Osborne and Clegg want a “balanced budget”. Whoopee.




The UK’s finance minister George Osborne, and leader of the Lib Dems, Nick Clegg, want a balanced budget.
Next they’ll take up astrology or tea leaf reading.
Instead of balancing the budget, can’t they be persuaded to balance rubber balls on their noses? That would do less harm.
And if the performing sea lions who normally balance rubber balls on their noses could be put in charge of the UK economy, that would be another improvement. That’s “improvement” as in “a move from total economic illiteracy to run of the mill sea lion type economic illiteracy”.
Of course it’s possible Osborne and Clegg are more clued up than they let on. And who knows: perhaps Ed Balls, the Labour shadow finance minister is more clued up that he pretends to be – we can always hope. The reason those Westminster politicians may be more clued up then they seem to be is as follows.
While balancing the budget is a ridiculous objective, making sure that UK PLC does not pay too much interest on its national debt is a worthwhile objective. Personally I’d aim for a rate of interest slightly less than inflation, which means we pay a negative real rate: i.e. we’d profit at the expense of our creditors.
And in order to do that (and assuming the rate of interest is currently above the latter rate), more debt needs to be QEd. But that could be too inflationary, in which case taxes would need to be raised and the money collected would need to be “unprinted”. For reasons I’ve spelled out before on this blog, that would NOT RESULT in a rise in unemployment, though the terms of trade would deteriorate (i.e. we’d pay more for imports).
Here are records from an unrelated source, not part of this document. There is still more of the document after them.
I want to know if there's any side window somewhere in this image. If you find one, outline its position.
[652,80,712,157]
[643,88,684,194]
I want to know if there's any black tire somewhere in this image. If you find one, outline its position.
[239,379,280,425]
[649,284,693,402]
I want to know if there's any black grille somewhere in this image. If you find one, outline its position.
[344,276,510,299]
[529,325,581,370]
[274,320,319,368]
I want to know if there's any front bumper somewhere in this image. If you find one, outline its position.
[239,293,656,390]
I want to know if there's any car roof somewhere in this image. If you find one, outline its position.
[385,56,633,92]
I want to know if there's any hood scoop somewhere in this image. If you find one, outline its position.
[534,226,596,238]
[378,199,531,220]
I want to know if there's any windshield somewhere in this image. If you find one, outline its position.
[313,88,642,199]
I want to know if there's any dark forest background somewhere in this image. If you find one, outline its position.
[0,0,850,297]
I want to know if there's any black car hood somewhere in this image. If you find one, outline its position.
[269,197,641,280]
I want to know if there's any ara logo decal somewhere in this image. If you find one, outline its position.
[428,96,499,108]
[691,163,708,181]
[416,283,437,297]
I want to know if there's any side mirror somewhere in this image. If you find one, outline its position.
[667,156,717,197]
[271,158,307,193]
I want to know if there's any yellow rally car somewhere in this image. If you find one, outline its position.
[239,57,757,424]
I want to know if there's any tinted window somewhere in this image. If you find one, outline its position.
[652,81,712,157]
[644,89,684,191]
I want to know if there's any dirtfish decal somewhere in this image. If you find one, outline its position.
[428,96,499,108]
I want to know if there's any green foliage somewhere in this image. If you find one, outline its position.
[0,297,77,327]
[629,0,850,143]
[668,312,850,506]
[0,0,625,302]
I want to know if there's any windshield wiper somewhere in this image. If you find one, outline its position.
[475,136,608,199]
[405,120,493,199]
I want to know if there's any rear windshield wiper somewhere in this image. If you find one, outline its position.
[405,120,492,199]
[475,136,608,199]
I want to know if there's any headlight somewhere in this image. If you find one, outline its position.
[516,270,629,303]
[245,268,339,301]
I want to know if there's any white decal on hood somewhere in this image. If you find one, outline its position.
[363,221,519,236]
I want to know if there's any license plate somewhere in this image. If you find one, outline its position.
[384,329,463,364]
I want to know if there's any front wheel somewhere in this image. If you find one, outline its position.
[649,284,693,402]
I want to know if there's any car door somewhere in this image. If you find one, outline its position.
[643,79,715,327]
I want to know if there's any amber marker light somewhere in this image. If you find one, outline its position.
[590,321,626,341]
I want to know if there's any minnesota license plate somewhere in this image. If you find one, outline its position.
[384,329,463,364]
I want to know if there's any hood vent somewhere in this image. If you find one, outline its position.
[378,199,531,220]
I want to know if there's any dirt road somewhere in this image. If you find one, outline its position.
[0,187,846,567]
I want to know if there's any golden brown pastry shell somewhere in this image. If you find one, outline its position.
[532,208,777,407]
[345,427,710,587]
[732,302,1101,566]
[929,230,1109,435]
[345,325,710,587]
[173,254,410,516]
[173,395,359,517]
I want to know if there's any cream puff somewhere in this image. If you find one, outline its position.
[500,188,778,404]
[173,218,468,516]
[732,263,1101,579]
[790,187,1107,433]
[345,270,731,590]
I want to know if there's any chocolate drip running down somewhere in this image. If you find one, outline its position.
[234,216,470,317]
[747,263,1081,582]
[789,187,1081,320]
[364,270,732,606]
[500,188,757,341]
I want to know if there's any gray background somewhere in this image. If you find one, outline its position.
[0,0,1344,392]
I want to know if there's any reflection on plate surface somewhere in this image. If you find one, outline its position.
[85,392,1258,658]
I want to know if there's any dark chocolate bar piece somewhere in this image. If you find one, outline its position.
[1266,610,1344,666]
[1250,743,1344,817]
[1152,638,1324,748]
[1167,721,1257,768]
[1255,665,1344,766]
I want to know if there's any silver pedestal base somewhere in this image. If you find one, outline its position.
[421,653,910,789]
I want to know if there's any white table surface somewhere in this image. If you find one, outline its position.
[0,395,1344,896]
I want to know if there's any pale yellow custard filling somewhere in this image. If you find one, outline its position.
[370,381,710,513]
So living standards would decline a little. And that’s a justifiable form of “austerity” to use the fashionable word.
So if Osborne, Clegg, etc are cutting the deficit so as to reduce the interest we pay on the debt, that’s OK by me. But the latter sentence lacks sex appeal, doesn’t it? The average voter won’t get it. So it sounds better to say you’re aiming to balance the budget.
I hope Osborne and Clegg are into the latter bit of deception, but I suspect they aren’t.